Speaker
Description
We present a new cryogenic detector concept that exploits anisotropic phonon focusing in high-purity Ge or Si crystals, combined with high-voltage Luke amplification and phonon spectral filtering, to achieve nuclear recoil (NR) and electronic recoil (ER) discrimination down to ∼1 eV recoil energies. The detector is oriented so that ballistic longitudinal phonons from an event are concentrated by crystal anisotropy into a well-defined caustic on the surface, where a single, ultra-low-capacitance quasiparticle-trap-assisted TES (QET) with high-gap superconducting fins is placed to preferentially capture the high-frequency prompt phonons. The opposite face, instrumented with a conventional CDMS-style QET array using lower-gap fins, also serves as the high-voltage electrode and is optimized to absorb softer, late-arriving Luke phonons.
Nuclear recoils produce a larger fraction of prompt ballistic phonons collected at the focusing hot spot, while electronic recoils generate more late Luke phonons predominantly absorbed by the base. By combining spatial selectivity from phonon focusing with frequency selectivity from superconducting gap engineering, and exploiting the strong bias dependence of the ER Luke component, timing differences and spectral partition between the two faces provide robust NR/ER separation without ionization readout.

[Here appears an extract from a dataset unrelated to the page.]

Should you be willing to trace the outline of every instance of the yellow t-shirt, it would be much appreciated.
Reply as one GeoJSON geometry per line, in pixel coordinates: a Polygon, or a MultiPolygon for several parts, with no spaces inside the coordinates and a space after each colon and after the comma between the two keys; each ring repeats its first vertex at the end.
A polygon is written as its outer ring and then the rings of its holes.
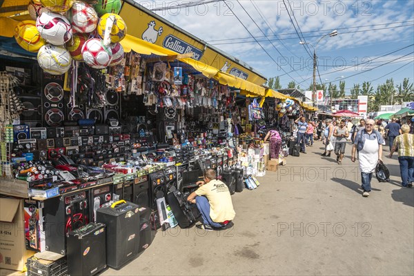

This concept directly addresses the challenge of achieving background discrimination at the eV scale, a critical threshold for detecting low-mass dark matter and coherent elastic neutrino-nucleus scattering (CEνNS). Simulations indicate that with <111> orientation, accurate sensor placement, and 50–150 V bias across a 1 cm crystal, discrimination is achievable for individual events. The approach builds on phonon-based detector technologies developed for CDMS but adds the new capability of phonon “color” discrimination and optimized geometry for focusing, representing a significant step toward single-electron sensitivity with phonon-only readout.